[<prev] [next>] [<thread-prev] [thread-next>] [day] [month] [year] [list]
Message-ID: <20120411122727.GA9583@linux.vnet.ibm.com>
Date: Wed, 11 Apr 2012 05:27:27 -0700
From: "Paul E. McKenney" <paulmck@...ux.vnet.ibm.com>
To: Lai Jiangshan <laijs@...fujitsu.com>
Cc: linux-kernel@...r.kernel.org, mingo@...e.hu, dipankar@...ibm.com,
akpm@...ux-foundation.org, mathieu.desnoyers@...ymtl.ca,
josh@...htriplett.org, niv@...ibm.com, tglx@...utronix.de,
peterz@...radead.org, rostedt@...dmis.org, Valdis.Kletnieks@...edu,
dhowells@...hat.com, eric.dumazet@...il.com, darren@...art.com,
fweisbec@...il.com, patches@...aro.org
Subject: Re: [PATCH 3/4 V2] implement per-domain single-thread state machine
call_srcu()
On Tue, Apr 10, 2012 at 04:18:58PM -0700, Paul E. McKenney wrote:
> On Mon, Mar 19, 2012 at 04:12:13PM +0800, Lai Jiangshan wrote:
> > o state machine is light way and single-threaded, it is preemptible when checking.
> >
> > o state machine is a work_struct. So, there is no thread occupied
> > by SRCU when the srcu is not actived(no callback). And it does
> > not sleep(avoid to occupy a thread when sleep).
> >
> > o state machine is the only thread can flip/check/write(*) the srcu_struct,
> > so we don't need any mutex.
> > (write(*): except ->per_cpu_ref, ->running, ->batch_queue)
> >
> > o synchronize_srcu() will take the processing ownership when no other
> > state-machine is running.(the task of synchronize_srcu() becomes
> > the state-machine-thread). This fast patch can avoid scheduling.

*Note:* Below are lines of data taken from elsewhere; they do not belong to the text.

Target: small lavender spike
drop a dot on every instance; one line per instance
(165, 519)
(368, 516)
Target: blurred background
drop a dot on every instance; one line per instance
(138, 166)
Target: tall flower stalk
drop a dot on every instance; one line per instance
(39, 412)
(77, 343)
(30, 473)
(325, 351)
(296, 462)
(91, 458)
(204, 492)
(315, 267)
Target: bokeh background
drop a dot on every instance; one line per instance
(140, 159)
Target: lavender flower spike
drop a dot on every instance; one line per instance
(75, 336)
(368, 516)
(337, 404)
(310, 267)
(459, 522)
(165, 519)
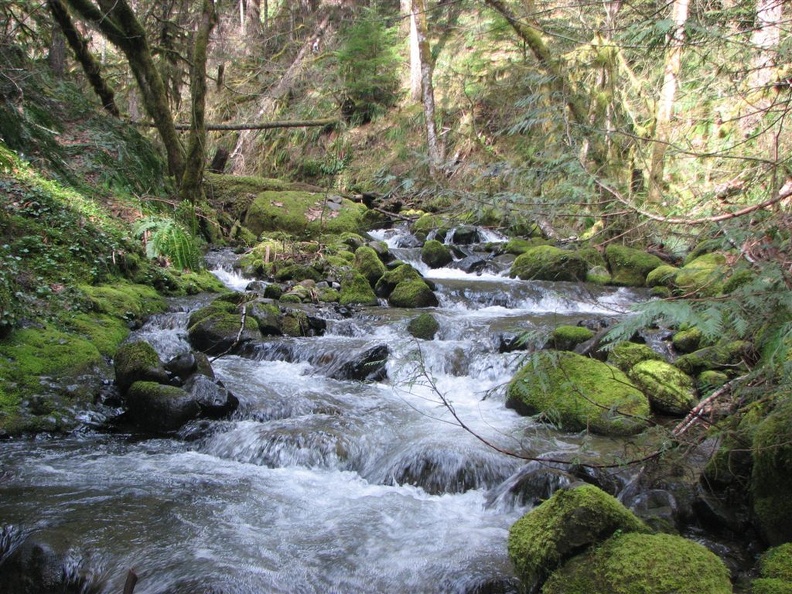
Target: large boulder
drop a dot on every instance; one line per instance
(669, 390)
(413, 294)
(646, 563)
(704, 275)
(578, 393)
(626, 355)
(138, 361)
(546, 262)
(368, 263)
(157, 408)
(435, 254)
(218, 328)
(570, 521)
(629, 267)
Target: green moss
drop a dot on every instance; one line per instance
(724, 356)
(687, 341)
(519, 246)
(630, 267)
(566, 338)
(412, 294)
(356, 290)
(302, 213)
(27, 355)
(702, 276)
(578, 393)
(777, 563)
(368, 263)
(646, 563)
(558, 528)
(670, 390)
(105, 332)
(771, 481)
(435, 254)
(626, 355)
(424, 326)
(662, 276)
(549, 263)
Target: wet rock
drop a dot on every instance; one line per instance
(212, 397)
(569, 521)
(578, 393)
(648, 563)
(425, 326)
(157, 408)
(368, 366)
(138, 361)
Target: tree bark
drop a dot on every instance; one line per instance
(89, 63)
(665, 108)
(196, 152)
(117, 21)
(434, 144)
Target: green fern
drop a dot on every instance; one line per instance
(168, 240)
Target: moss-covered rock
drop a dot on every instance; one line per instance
(435, 254)
(158, 408)
(412, 294)
(724, 356)
(626, 355)
(662, 276)
(215, 329)
(629, 267)
(138, 361)
(566, 337)
(356, 290)
(42, 366)
(669, 390)
(578, 393)
(771, 480)
(703, 276)
(687, 341)
(549, 263)
(390, 279)
(368, 263)
(571, 520)
(423, 326)
(302, 213)
(646, 563)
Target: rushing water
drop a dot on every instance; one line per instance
(316, 484)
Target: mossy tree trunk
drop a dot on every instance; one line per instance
(196, 151)
(117, 21)
(665, 108)
(434, 143)
(89, 63)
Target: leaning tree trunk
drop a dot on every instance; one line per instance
(196, 152)
(117, 21)
(79, 46)
(665, 109)
(434, 144)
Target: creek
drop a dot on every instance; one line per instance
(318, 484)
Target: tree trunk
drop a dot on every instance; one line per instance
(268, 101)
(433, 142)
(665, 108)
(415, 57)
(79, 46)
(117, 21)
(196, 151)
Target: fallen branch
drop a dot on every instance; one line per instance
(259, 126)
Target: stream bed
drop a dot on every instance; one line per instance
(317, 485)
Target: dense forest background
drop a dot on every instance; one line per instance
(656, 125)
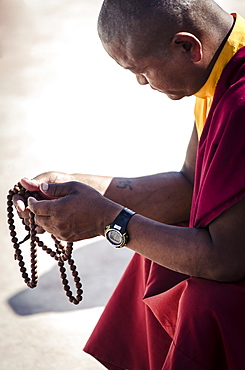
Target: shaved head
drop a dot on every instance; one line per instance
(145, 27)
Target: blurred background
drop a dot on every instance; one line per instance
(66, 106)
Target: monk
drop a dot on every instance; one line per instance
(180, 303)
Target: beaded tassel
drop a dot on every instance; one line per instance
(61, 254)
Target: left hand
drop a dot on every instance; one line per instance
(78, 212)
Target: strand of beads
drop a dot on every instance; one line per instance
(61, 255)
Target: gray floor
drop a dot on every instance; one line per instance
(61, 100)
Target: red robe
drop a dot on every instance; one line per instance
(159, 319)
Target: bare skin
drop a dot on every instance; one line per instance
(198, 252)
(81, 206)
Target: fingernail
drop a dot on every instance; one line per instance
(44, 186)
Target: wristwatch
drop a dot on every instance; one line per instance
(116, 232)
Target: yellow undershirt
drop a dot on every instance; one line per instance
(204, 96)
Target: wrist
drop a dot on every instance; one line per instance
(116, 232)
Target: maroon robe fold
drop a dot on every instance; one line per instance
(159, 319)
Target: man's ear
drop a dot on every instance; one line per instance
(189, 44)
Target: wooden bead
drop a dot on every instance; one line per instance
(61, 255)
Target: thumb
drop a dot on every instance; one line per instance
(53, 190)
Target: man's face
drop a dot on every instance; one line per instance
(168, 75)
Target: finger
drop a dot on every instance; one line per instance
(19, 203)
(41, 207)
(28, 184)
(58, 190)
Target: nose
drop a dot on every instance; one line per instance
(141, 79)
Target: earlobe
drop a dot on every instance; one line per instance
(190, 44)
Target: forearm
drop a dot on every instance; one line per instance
(164, 197)
(186, 250)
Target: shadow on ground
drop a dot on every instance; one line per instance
(100, 268)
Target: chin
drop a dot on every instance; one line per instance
(175, 97)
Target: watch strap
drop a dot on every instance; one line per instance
(120, 224)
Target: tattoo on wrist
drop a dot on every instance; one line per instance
(125, 184)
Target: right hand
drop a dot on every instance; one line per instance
(34, 185)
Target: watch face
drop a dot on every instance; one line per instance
(115, 237)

> > When the fast path fails, it falls back to "call_srcu() + wait".
> >
> > o callback is probably called in the same CPU when it is queued.
> >
> > The trip of a callback:
> > 1) ->batch_queue when call_srcu()
> >
> > 2) ->batch_check0 when try to do check_zero
> >
> > 3) ->batch_check1 after finish its first check_zero and the flip
> >
> > 4) ->batch_done after finish its second check_zero
> >
> > The current requirement of the callbacks:
> > The callback will be called inside process context.
> > The callback should be fast without any sleeping path.
>
> The basic algorithm looks safe, but I have some questions on liveness
> and expeditedness below.
[ . . . ]
> > +static void srcu_reschedule(struct srcu_struct *sp)
> > +{
> > + bool pending = true;
> > +
> > + if (rcu_batch_empty(&sp->batch_done) &&
> > + rcu_batch_empty(&sp->batch_check1) &&
> > + rcu_batch_empty(&sp->batch_check0) &&
> > + rcu_batch_empty(&sp->batch_queue)) {
> > + spin_lock_irq(&sp->queue_lock);
> > + if (rcu_batch_empty(&sp->batch_queue)) {
> > + sp->running = false;
> > + pending = false;
> > + }
> > + spin_unlock_irq(&sp->queue_lock);
>
> Hmmm... What happens given the following sequence of events?
>
> o SRCU has just finished executing the last callback, so that
> all callback queues are empty.
>
> o srcu_reschedule() executes the condition of its "if" statement,
> but does not yet acquire the spinlock. (If I read the code
> correctly, preemption could legitimately occur at this point.)
>
> o call_srcu() initializes the callback, acquires the spinlock,
> queues the callback, and invokes queue_delayed_work().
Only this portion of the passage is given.